Stromverbrauch und Blockchain – Innovation auf Kosten der Umwelt?

Veronika Kütt, Prof. Dr. Philipp Sandner

Tatsächlich haben die Bitcoin-Transaktionen einen enormen Stromverbrauch. Über diesen Nachteil der Kryptowährung haben wir mit Prof. Dr. Sandner und Frau Kütt gesprochen. Eignet sich in diesem Zusammenhang der Bitcoin überhaupt als internationales Währungssystem?

Prof. Dr. Philipp Sandner ist zuständig für die Themengebiete Digitalisierung, Entrepreneurship und Innovation an der Frankfurt School of Finance & Management in Frankfurt/M. Er beschäftigt sich intensiv mit Fintech-Startups und der Blockchain-Technologie.

Veronika Kütt ist studierte Mathematikerin und Dozentin. Sie arbeitet derzeit als IT-Beraterin im Asset Management für die Preyer GmbH. Zusätzlich engagiert sie sich als Expertin für Blockchain und Kryptowährungen am Blockchain Center der Frankfurt School. Ihr Fokus liegt auf dezentralen, zulassungsunbeschränkten Netzwerken wie Bitcoin und Ethereum.

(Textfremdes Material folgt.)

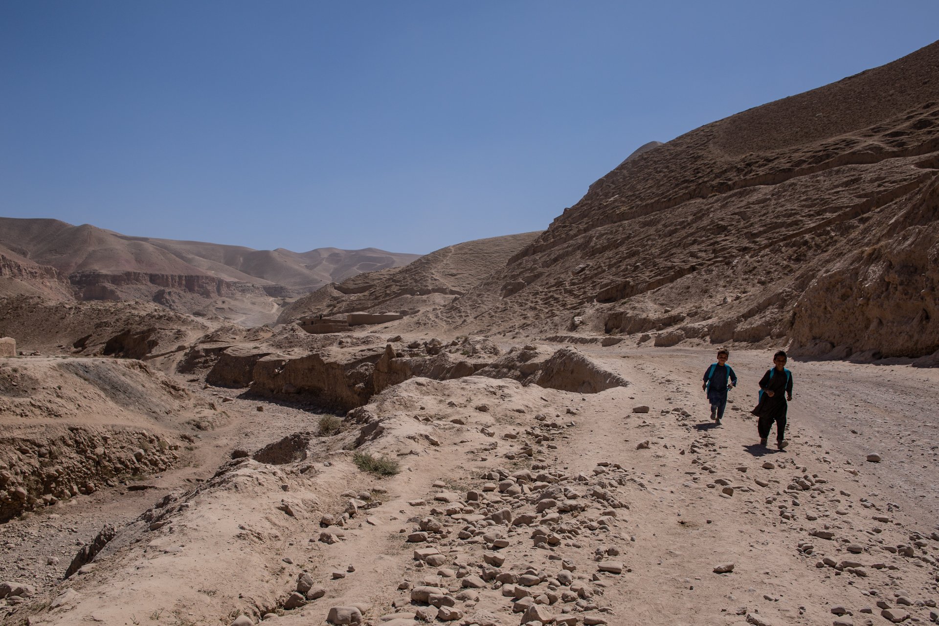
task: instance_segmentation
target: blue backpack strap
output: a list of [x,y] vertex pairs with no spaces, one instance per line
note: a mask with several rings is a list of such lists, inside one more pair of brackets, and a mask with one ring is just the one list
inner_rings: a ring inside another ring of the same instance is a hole
[[[775,367],[771,367],[770,370],[769,370],[769,373],[768,373],[770,380],[773,380],[773,373],[774,372],[776,372],[776,368]],[[757,403],[759,403],[761,400],[762,400],[762,389],[760,389],[760,393],[757,395]]]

Bitcoin verursacht zu viel Energie

Bitcoin hat ein Energieproblem. Zwar ist der Energiekonsum des Netzwerks auf Grund der inhärenten Dezentralität schwierig messbar, aber selbst konservativen Schätzungen zufolge ergibt sich ein horrender Verbrauch: Eine einzelne Bitcoin-Transaktion benötigt rund 500 kWh. Diese Energie reicht aus, um einen deutschen Haushalt rund zwei Tage lang zu versorgen.

Die rasante Preisentwicklung von 5.000 auf knapp 20.000 US-Dollar der Kryptowährung Ende letzten Jahres trug enorm zum rapiden Anstieg des Stromverbrauchs bei. Denn mit dem Preis von Bitcoin erhöht sich der Anreiz für die sogenannten Miner sich am Schürfen der digitalen Währung zu beteiligen.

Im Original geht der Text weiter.